Angelo Rizzoli aveva atteso, prima di passare all’azione, di avere chiuso tutte le proprie vicende giudiziarie penali con la sentenza definitiva della Cassazione del 2009 e in seguito all’intervenuta prescrizione per il reato di falso in bilancio e per la riforma delle procedure concorsuali, ovvero delle norme fallimentari del 2006.
Rizzoli non si considera responsabile del fallimento della società, e sostiene che i soldi che la dovevano ricapitalizzare siano stati deviati nelle tasche di Licio Gelli, Umberto Ortolani (tramite fra la P2 e i Rizzoli) e Tassan Din. La Rizzoli finì in amministrazione controllata e Angelo Rizzoli, all’epoca trentenne, fu costretto a vendere le proprie azioni per nove miliardi di lire. Secondo Rizzoli un tozzo di pane.
Nel frattempo Rizzoli jr si è fatto una “seconda vita” come produttore, mentre la seconda moglie Melania è deputato del Popolo della Libertà. I due sono tanto intimamente legati a Silvio Berlusconi da essere intervenuti pubblicamente nelle vicende tra il presidente del Consiglio e dell’ormai ex moglie Veronica Lario.
In relazione alla lettera all’Ansa scritta dalla signora Lario, che scatenò lo scandalo delle giovani deputate del Pdl scelte per “doti non strettamente politiche”, Rizzoli rispose: “Veronica vive in un castello dorato, si sposta con aerei privati, non frequenta nessuno tranne quattro amiche milanesi che vanno bene giusto per lo shopping ma se chiedi chi è Obama non lo sanno. Veronica è condizionabile; e probabilmente è stata condizionata. Dicendo che il marito non sta bene ed è inaffidabile, non si è accorta di far male ai suoi figli, di destabilizzarli”.
In questa critica Rizzoli si lasciò anche scappare un particolare ignoto a chi non fosse intimo della famiglia Berlusconi: la crisi mistico-religiosa del figlio minore di Veronica e Silvio, Luigi.

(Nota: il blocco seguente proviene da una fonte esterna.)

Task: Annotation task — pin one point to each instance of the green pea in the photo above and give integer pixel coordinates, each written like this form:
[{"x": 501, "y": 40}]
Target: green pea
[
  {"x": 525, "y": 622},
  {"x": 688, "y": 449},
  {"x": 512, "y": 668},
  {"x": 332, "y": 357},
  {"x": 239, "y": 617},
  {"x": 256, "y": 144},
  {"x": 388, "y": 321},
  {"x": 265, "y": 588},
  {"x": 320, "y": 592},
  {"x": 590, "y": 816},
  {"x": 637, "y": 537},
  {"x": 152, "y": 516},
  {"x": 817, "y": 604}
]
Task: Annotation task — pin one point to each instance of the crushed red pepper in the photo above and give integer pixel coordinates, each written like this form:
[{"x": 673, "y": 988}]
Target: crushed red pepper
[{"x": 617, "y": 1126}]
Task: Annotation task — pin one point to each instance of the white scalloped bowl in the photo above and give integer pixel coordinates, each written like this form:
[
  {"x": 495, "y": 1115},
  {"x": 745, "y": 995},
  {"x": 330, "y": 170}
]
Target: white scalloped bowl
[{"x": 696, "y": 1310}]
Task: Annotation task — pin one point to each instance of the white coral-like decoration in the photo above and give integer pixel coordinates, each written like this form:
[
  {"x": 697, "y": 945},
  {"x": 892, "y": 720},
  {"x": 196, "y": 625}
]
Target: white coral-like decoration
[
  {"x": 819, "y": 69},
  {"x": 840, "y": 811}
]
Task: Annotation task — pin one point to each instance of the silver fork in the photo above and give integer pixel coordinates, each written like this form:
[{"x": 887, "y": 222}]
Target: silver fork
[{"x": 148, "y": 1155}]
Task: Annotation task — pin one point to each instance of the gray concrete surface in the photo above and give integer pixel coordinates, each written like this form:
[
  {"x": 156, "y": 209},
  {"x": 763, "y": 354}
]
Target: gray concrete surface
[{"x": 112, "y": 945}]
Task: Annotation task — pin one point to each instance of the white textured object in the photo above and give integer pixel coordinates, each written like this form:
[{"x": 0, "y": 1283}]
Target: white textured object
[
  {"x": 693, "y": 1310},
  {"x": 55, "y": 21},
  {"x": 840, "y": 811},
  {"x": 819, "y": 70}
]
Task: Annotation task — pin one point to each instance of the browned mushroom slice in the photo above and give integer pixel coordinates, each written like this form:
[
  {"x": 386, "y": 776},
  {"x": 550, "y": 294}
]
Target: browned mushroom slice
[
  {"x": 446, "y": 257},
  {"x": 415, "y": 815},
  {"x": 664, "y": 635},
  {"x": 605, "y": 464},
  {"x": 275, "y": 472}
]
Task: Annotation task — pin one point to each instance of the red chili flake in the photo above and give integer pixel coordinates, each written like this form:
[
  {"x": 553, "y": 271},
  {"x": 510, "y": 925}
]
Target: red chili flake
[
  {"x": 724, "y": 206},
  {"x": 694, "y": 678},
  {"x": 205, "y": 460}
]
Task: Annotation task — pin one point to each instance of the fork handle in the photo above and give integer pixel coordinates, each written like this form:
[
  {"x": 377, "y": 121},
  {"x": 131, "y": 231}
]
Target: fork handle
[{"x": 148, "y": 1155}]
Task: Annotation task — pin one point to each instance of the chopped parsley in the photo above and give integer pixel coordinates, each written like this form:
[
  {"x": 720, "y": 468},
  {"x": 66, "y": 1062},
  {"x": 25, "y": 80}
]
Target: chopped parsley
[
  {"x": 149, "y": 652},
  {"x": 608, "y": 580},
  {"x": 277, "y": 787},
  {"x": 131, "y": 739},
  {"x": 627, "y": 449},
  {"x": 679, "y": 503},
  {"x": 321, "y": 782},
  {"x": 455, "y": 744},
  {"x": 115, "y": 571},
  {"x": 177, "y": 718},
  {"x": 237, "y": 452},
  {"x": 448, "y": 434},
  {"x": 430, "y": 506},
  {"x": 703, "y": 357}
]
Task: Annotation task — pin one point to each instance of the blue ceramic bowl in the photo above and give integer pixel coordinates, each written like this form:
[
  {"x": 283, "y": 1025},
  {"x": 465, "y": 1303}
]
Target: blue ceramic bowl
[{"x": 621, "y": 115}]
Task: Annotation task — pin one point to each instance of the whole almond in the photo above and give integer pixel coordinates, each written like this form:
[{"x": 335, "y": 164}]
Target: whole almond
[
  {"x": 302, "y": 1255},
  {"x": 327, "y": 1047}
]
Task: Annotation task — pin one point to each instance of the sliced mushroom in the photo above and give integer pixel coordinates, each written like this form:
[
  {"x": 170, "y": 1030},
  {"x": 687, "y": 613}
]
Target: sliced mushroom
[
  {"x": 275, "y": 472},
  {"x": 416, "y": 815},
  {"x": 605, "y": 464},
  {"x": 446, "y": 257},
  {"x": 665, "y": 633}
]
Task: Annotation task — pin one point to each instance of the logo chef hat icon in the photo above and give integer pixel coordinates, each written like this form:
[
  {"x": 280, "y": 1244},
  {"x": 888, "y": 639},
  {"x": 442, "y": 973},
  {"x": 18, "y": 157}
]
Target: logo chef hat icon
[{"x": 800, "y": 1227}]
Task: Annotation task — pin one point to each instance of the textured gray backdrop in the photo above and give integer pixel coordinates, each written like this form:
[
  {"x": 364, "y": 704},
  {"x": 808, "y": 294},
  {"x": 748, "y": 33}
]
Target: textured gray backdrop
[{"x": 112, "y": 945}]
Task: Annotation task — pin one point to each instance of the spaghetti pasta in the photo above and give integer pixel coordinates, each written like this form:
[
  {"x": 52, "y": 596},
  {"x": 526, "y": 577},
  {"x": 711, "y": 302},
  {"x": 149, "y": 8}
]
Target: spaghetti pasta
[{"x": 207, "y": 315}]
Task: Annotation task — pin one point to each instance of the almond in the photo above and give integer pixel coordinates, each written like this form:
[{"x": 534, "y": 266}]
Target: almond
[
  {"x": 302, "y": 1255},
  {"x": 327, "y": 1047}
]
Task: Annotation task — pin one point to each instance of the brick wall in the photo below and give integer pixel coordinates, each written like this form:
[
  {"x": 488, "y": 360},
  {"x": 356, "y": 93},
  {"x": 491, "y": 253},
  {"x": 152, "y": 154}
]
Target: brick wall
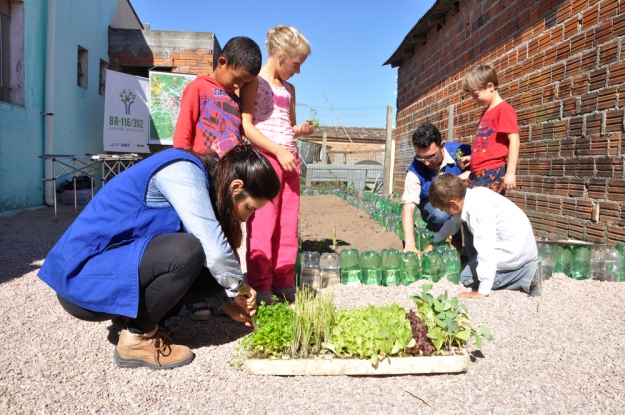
[{"x": 561, "y": 65}]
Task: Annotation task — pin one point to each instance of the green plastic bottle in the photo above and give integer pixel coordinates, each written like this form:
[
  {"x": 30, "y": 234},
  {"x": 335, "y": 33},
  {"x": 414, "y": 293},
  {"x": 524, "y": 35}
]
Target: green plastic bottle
[
  {"x": 391, "y": 267},
  {"x": 351, "y": 270},
  {"x": 431, "y": 266},
  {"x": 371, "y": 268},
  {"x": 451, "y": 266},
  {"x": 411, "y": 268},
  {"x": 580, "y": 262},
  {"x": 563, "y": 260},
  {"x": 620, "y": 247}
]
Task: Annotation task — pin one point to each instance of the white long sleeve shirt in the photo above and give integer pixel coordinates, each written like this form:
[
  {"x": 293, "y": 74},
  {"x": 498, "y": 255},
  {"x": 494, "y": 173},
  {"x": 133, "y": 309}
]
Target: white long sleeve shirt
[{"x": 502, "y": 234}]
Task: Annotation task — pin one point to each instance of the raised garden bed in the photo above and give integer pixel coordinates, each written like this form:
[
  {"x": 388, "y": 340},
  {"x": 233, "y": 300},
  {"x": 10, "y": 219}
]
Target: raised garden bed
[
  {"x": 455, "y": 362},
  {"x": 315, "y": 338}
]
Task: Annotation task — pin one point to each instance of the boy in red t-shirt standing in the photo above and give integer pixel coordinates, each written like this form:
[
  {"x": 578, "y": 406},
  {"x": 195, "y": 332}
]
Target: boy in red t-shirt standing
[
  {"x": 209, "y": 121},
  {"x": 497, "y": 137}
]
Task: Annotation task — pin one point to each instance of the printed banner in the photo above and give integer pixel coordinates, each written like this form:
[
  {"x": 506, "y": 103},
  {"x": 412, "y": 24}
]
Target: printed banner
[
  {"x": 165, "y": 96},
  {"x": 126, "y": 113}
]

Questo spiega perché Berlusconi abbia appoggiato l’iniziativa di Angelo Rizzoli: “Dopo tanti anni, dopo che suo fratello è stato lui pure arrestato e sua sorella si è suicidata perché non ha retto a tanti dolori, Angelo è stato prosciolto ed è ancora oggi incensurato. Non possiamo più sopportare e non sopporteremo la situazione. Con i mezzi della democrazia, approveremo la riforma costituzionale per la giustizia in Italia”.